医学部に通いながら学費のために仕事も継続

CBnewsの取材に応じる小島さん(写真:「CBnews」編集部)

現在、フリーアナウンサーとしてラジオ日本(横浜市)などでニュースを担当している小島亜輝子さん(32)は、医学生の顔も持つ。聖マリアンナ医科大(川崎市)の2年生だ。27歳で長男を出産したが、妊娠中の健診で、長男となる胎児に先天性肺疾患があることが分かった。出産当日に手術を受け、すぐに新生児集中治療室(NICU)に入院した。妊娠から出産、そして産後まで医師などの医療者が、わが子を懸命に助けようとする姿勢にほれ込み、「私もそっち(医療者)側になってみたい」と、医師を目指すことを決めた。

2007年3月に慶大文学部を卒業し、NHKに入局。山形放送局のキャスターとして地域報道に従事した。その間に気象予報士の資格も取得した。
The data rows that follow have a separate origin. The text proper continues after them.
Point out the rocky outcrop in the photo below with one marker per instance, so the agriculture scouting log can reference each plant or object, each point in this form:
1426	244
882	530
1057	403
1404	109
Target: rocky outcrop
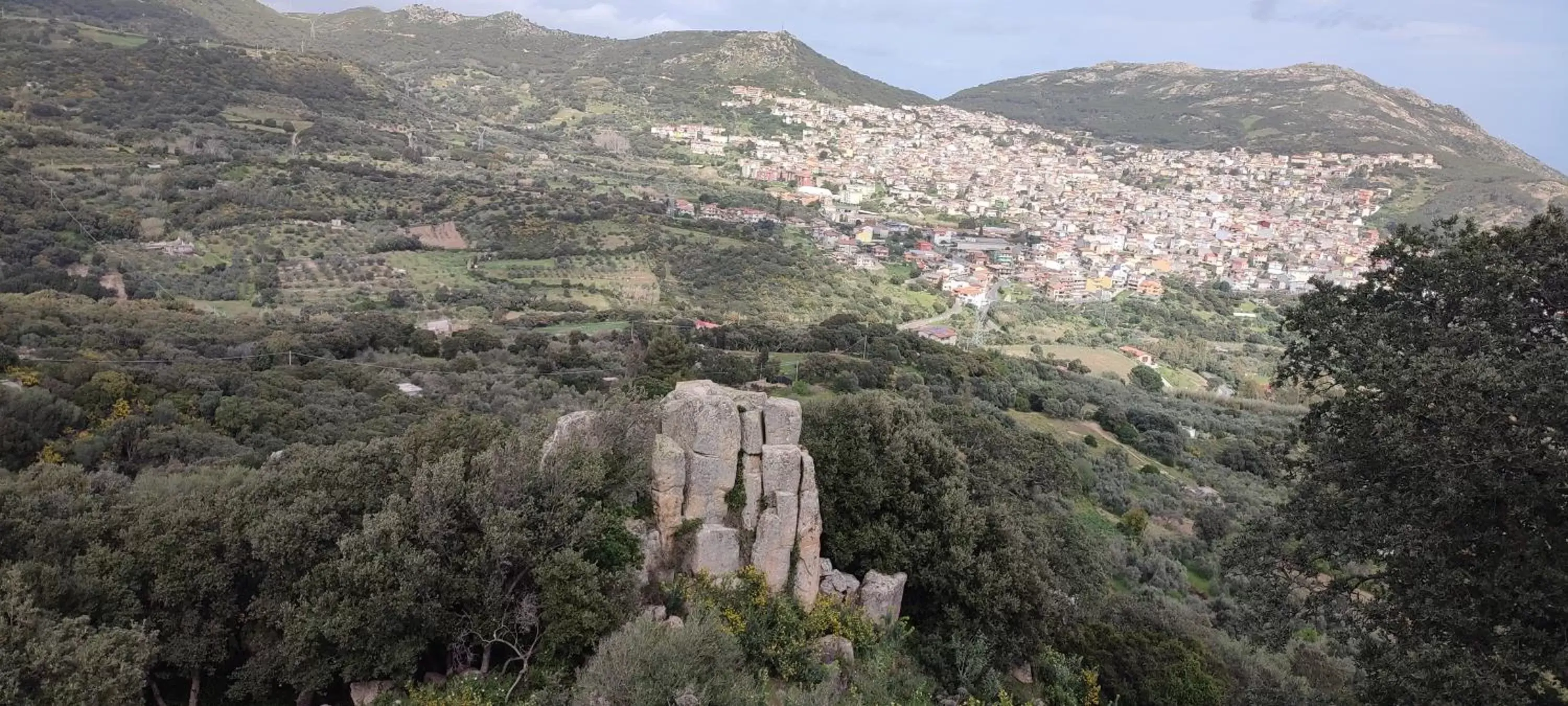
808	536
714	438
668	485
882	595
836	648
838	586
366	692
581	429
716	551
752	479
711	441
775	539
781	421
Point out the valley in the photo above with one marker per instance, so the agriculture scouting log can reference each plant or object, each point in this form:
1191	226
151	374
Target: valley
419	358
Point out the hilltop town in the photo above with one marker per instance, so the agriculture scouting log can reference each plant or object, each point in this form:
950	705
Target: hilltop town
1075	219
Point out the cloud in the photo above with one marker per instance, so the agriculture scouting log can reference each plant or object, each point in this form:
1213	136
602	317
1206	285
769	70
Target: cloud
598	19
1324	15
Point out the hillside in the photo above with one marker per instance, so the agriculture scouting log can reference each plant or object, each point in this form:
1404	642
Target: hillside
507	68
1307	107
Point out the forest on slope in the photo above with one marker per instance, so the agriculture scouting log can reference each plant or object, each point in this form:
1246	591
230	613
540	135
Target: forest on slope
251	510
256	476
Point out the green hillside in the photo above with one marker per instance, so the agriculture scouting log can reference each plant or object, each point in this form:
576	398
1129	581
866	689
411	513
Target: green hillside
1297	109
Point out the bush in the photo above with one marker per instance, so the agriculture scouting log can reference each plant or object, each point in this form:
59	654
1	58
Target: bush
774	631
653	664
1148	379
1134	521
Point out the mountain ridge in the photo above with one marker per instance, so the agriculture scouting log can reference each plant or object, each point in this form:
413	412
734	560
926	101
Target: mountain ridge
1012	99
509	70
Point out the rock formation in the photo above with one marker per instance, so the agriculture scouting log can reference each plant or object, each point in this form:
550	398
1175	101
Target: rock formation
714	438
882	595
733	487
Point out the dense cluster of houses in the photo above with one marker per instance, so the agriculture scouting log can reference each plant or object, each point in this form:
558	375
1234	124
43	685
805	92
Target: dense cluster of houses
1089	222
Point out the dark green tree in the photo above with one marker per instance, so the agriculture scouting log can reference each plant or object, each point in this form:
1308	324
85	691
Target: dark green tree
668	355
51	661
1148	379
1432	507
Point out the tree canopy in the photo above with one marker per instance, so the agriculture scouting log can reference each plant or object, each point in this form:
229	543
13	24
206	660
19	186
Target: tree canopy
1432	509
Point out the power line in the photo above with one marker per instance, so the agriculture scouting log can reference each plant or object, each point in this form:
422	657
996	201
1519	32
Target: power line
291	354
84	228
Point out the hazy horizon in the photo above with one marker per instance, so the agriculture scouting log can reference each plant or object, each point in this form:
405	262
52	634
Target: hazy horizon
1496	60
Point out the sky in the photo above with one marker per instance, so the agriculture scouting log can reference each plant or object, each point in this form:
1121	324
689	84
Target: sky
1503	62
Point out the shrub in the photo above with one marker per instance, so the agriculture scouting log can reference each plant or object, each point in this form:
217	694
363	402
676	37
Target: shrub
653	664
1134	521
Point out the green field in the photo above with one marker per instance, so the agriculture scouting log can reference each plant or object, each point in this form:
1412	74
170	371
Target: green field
587	328
1071	430
1098	360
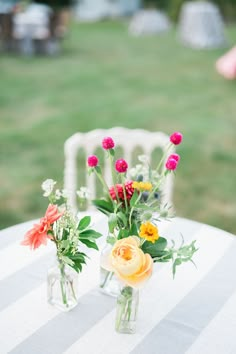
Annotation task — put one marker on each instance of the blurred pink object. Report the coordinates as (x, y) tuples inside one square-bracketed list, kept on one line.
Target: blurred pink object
[(226, 65)]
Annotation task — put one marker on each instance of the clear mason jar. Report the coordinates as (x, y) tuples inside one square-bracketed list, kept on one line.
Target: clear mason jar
[(109, 283), (126, 310), (62, 286)]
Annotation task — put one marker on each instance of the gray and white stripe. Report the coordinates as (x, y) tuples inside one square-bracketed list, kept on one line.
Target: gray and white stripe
[(185, 315)]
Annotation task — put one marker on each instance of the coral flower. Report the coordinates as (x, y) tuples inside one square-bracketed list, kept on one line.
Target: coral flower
[(108, 143), (176, 138), (121, 166), (149, 232), (92, 161), (38, 235), (52, 214)]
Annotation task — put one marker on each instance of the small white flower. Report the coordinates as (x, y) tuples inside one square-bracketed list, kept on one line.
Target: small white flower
[(144, 159), (84, 193), (64, 193), (47, 187)]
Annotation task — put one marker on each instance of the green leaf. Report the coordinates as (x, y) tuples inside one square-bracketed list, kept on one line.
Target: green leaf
[(103, 205), (98, 169), (89, 244), (67, 260), (155, 249), (89, 234), (142, 206), (84, 222), (111, 240)]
11年に結婚を機に退職、フリーアナウンサーになった。そして妊娠・出産を経験することになる。今、医学部に通いながら、学費捻出のために仕事を続け、育児もこなしている。二足のわらじの生活は容易ではない。朝4時に起きて、授業の予習をしたり、レポートを作成したりする忙しい毎日を過ごしている。

医学部受験に高いハードル

当記事は「CBnews」(株式会社 CBnews)の提供記事です

医師にあこがれ、医学部を受験しようと考えたが、ハードルは決して低くはなかった。国公立大医学部に入るためにセンター試験を受けたが、受験勉強の勘を十分に取り戻せずに失敗。私立大への道を模索した。医学部受験にチャレンジして3回目、聖マリアンナ医科大に合格した。クラスメイトには、小島さんと同じように、元銀行マンだったりして社会人経験をした生徒が複数人いる。クラブ・サークル活動はダンス同好会に所属。慶大時代にジャズダンスに打ち込んでいたこともあり、またダンスを選んだ。
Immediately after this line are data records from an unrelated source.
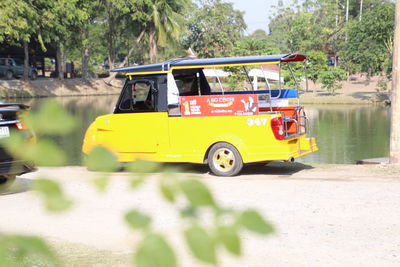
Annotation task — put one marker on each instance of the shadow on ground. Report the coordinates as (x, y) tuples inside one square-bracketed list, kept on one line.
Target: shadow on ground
[(20, 185), (272, 168)]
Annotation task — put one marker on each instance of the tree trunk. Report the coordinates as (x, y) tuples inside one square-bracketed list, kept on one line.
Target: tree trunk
[(113, 74), (85, 53), (26, 61), (60, 63), (394, 156), (152, 45), (347, 17)]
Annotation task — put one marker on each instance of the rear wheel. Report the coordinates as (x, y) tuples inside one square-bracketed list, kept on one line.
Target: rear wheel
[(6, 181), (224, 160), (9, 75)]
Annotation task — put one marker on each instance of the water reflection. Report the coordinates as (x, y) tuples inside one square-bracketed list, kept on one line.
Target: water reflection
[(345, 133), (85, 109)]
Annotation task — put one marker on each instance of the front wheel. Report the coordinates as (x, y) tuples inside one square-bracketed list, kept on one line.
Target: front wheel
[(224, 160)]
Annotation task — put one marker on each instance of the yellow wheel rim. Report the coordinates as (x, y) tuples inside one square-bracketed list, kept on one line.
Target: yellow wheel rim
[(224, 159)]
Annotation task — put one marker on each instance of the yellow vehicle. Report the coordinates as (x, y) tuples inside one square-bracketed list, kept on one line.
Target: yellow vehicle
[(169, 112)]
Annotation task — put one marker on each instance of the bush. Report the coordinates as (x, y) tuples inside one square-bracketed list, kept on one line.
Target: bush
[(331, 78)]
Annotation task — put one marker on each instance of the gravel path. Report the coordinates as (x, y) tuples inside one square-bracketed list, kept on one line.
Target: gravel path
[(325, 216)]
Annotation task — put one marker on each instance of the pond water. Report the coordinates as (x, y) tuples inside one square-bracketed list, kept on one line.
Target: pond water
[(345, 133)]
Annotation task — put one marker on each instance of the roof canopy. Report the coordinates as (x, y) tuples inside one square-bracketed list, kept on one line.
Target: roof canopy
[(188, 63)]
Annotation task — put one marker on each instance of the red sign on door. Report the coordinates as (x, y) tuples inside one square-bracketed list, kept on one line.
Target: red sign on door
[(219, 105)]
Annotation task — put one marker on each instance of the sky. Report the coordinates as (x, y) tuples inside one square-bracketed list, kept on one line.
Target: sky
[(257, 12)]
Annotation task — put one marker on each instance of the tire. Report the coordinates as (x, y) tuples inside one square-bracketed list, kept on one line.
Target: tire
[(224, 160), (33, 75), (9, 75), (6, 181)]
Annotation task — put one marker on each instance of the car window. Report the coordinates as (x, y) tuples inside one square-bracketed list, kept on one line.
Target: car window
[(138, 97), (187, 84)]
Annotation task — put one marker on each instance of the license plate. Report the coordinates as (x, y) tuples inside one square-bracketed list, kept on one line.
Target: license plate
[(4, 132)]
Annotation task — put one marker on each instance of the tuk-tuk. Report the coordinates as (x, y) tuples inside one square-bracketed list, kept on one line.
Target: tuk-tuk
[(175, 111)]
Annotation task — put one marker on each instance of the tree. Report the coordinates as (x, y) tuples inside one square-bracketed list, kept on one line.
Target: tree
[(214, 27), (161, 20), (19, 23), (370, 41), (317, 64)]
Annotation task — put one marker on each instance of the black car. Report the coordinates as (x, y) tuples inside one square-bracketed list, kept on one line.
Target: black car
[(10, 123)]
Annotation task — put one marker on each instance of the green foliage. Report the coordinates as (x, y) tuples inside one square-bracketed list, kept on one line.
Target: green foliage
[(52, 194), (137, 220), (317, 63), (15, 249), (253, 221), (331, 78), (201, 244), (214, 27), (370, 41)]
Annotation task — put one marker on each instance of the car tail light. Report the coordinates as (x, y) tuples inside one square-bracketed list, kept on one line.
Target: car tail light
[(277, 128)]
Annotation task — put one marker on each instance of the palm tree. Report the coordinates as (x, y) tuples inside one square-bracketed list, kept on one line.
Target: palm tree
[(164, 24)]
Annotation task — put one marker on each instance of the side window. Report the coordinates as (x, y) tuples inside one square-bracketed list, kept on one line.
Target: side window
[(138, 97), (187, 84)]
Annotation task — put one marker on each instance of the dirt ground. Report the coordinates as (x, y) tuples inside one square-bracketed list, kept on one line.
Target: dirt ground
[(360, 91), (325, 215)]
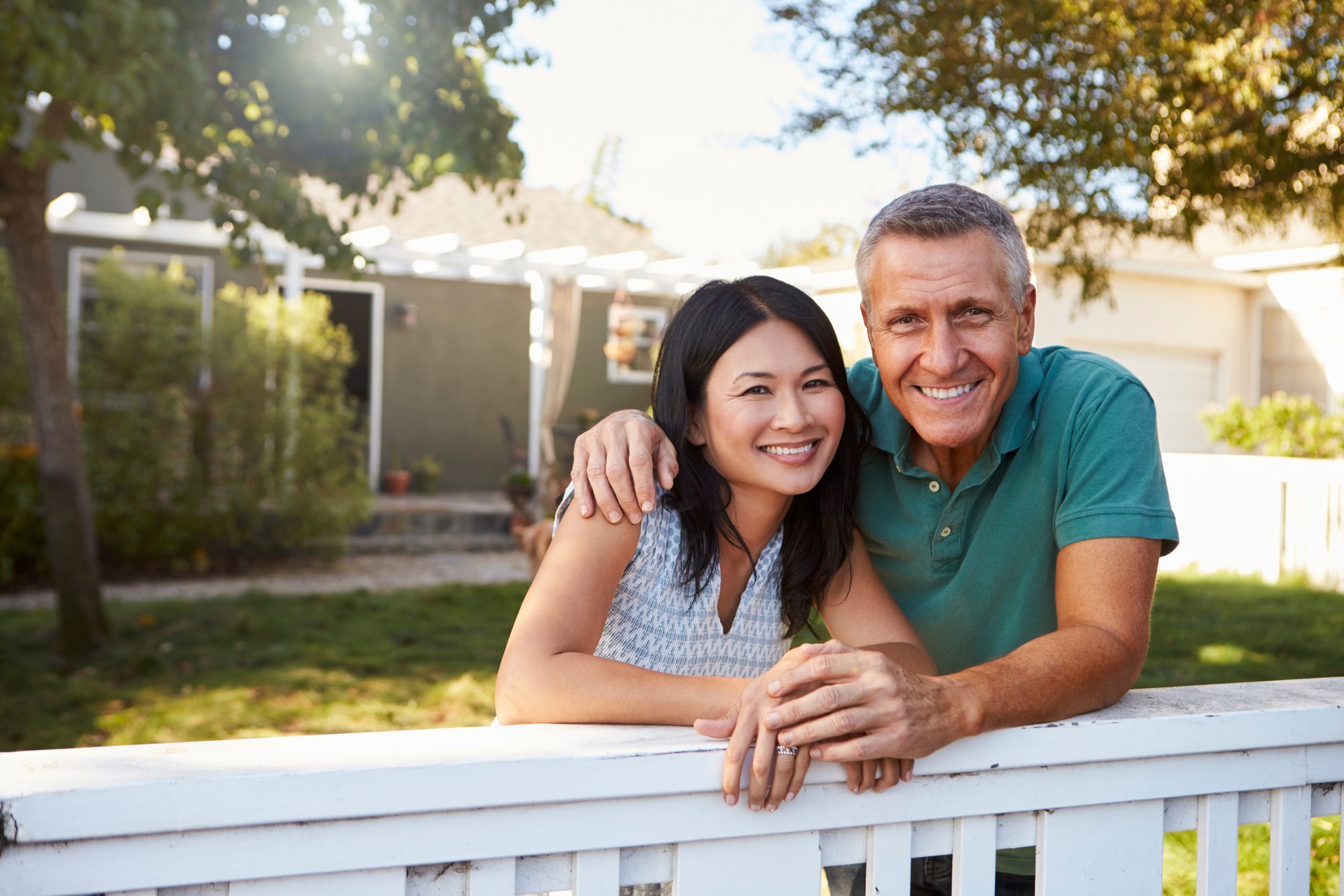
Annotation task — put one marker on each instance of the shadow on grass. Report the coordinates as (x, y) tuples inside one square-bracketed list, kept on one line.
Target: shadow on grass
[(260, 665), (1218, 629)]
医学生になるまでに立ちはだかったのは、勉強だけでなく高い学資だった。私立大だけに、アナウンサーの収入や、これまでの預貯金では賄えない。サラリーマン家庭に育った小島さんは、すでに定年を迎えていた父親に、学資の面倒を見てもらうわけにはいかなかった。ネットなどで医学生の奨学金制度を片っ端から調べると、生まれ故郷の群馬県館林市にある公立病院で、卒後の初期研修から6年間、そこで働けば返済が免除される制度があることを知った。